Actor challenges himself with every new role
Actor Josh Epstein said that he tries to bring as much depth to his musical roles as he does to his Shakespearean roles.
Epstein, 31, is currently performing at the Stratford Festival in Shakespeare’s Titus Andronicus, as Quintus, and in The Grapes of Wrath, as part of the ensemble cast.
He said one of the advantages of performing at Stratford is having access to expert coaches, including vocal and movement coaches. He also enjoyed the longer-than-usual rehearsal process, which he said allowed him to step away from the material and get an in-depth understanding of Quintus.
“I also love being part of great theatre companies,” Epstein said. “At the Stratford Festival, I get to be in a company with some of the greatest actors in the country.”
The Vancouver native began acting at eight years old in a production of Peter Pan. He said that he remembers getting in trouble for showing up in the wrong costume and fooling around backstage, which he joked wasn’t that different from now.
“It was a more innocent time. I was just showing up and enjoying myself,” Epstein said. “It’s all about getting back to that.”
Some of Epstein’s recent roles include Barfee in The 25th Annual Putnam County Spelling Bee, Seymour in Little Shop of Horrors and Freddy in Dirty Rotten Scoundrels, which he said is his favourite performance because it was physical, comedic and dramatic, a combination of everything he could do.
Epstein likes to take on different roles so that people don’t always see him as good at only one thing. “People want to take something you do really well and keep you in that role,” he said, “I always want to take it to the next level, and with every show and every part I play, I probably work harder.”
After high school, Epstein pursued another passion by getting his bachelor of commerce from the University of British Columbia in 2001. He has also written plays, and in 2009, he started a production company called Motion 58 Entertainment. He said that writing and producing has become just as important to him as performing.

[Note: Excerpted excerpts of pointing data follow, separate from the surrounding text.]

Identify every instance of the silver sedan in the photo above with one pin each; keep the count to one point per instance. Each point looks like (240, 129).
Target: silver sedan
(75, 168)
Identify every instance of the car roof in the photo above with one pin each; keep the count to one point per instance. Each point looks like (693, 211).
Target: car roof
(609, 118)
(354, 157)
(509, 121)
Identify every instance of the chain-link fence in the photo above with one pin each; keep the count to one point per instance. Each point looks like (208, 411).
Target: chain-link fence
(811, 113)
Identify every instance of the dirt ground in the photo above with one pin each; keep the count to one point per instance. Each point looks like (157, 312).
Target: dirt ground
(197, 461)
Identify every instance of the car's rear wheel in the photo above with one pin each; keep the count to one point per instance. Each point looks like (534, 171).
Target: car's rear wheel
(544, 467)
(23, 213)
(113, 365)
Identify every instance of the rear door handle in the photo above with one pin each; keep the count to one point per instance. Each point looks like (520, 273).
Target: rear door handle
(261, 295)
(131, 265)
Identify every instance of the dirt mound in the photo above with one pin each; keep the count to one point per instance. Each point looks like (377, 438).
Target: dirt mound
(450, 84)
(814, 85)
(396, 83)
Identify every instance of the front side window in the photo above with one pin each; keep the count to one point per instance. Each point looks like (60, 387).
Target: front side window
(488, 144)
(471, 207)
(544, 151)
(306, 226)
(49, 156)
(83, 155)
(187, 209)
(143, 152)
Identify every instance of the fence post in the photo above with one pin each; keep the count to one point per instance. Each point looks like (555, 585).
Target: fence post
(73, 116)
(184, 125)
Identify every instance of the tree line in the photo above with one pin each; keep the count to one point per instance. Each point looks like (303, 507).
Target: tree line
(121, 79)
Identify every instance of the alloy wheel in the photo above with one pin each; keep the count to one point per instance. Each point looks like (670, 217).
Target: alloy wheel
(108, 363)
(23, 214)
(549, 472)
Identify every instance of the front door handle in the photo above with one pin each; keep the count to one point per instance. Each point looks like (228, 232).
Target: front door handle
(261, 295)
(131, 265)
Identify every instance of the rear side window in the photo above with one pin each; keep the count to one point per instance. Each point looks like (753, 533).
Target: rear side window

“I get a thrill out of using both sides of my brain again,” he said. “It’s added so much more to this profession.”
The production company was awarded the National Screen Institute’s Drama Prize for 2010 for the short film Wait for Rain, which will have its world première at a film festival later this year. A feature film is in development with Chorus Entertainment. Epstein is also developing a TV series with Andrew Woodward and Josh Ramsay of the rock band Mariana’s Trench.
He has won several awards, including the 2009 Ovation Award for lead actor for playing Leo in The Producers. He was also nominated for Vancouver Jessie Awards for his roles in Dirty Rotten Scoundrels, Much Ado About Nothing and Alice: A Wonderland.
In 2010, Epstein was featured as a singer at the Winter Olympics, which he said he knew he wanted to be a part of because it was in his hometown. “We entertained throngs of people and it was the best two weeks of my life,” he said.
Epstein wants to continue acting and taking on bigger roles, as well as develop his production company further. He said he’d love to play the lead in Parade, and he’s always wanted to be Hamlet. He’s currently working on a Hamlet monologue, and he said he keeps imagining himself playing the role.
“I love playing stuff that’s not typical for me,” Epstein said. “I wouldn’t be the first considered for it, so I’d make a different kind of Hamlet.”
He has been in many musical productions. He said that he loves music and listens to music throughout the day, but approaches musicals from an acting perspective.
He added that no matter what kind of show he’s doing, he always gets a little nervous at some point. “I could be feeling fine all day, but the second I walk on stage I get a bit of butterflies,” he said.
“If I didn’t get nervous, I wouldn’t be living life to the fullest because emotions, whether they’re good or bad, are what we live off of.”
Epstein said that people starting their careers shouldn’t be afraid of new challenges. “You need to find your own path,” he said. “Don’t be afraid of what you’re good at, but also don’t be afraid to challenge yourself at what you’re not good at.”
He said his family has been very supportive of his career. They come to all his shows, and he added that his sister’s first question to him is always whether he has the lead role. He said that his father, who died two years ago, is his biggest inspiration.
“I feel like he’s with me every time I go onstage,” Epstein said.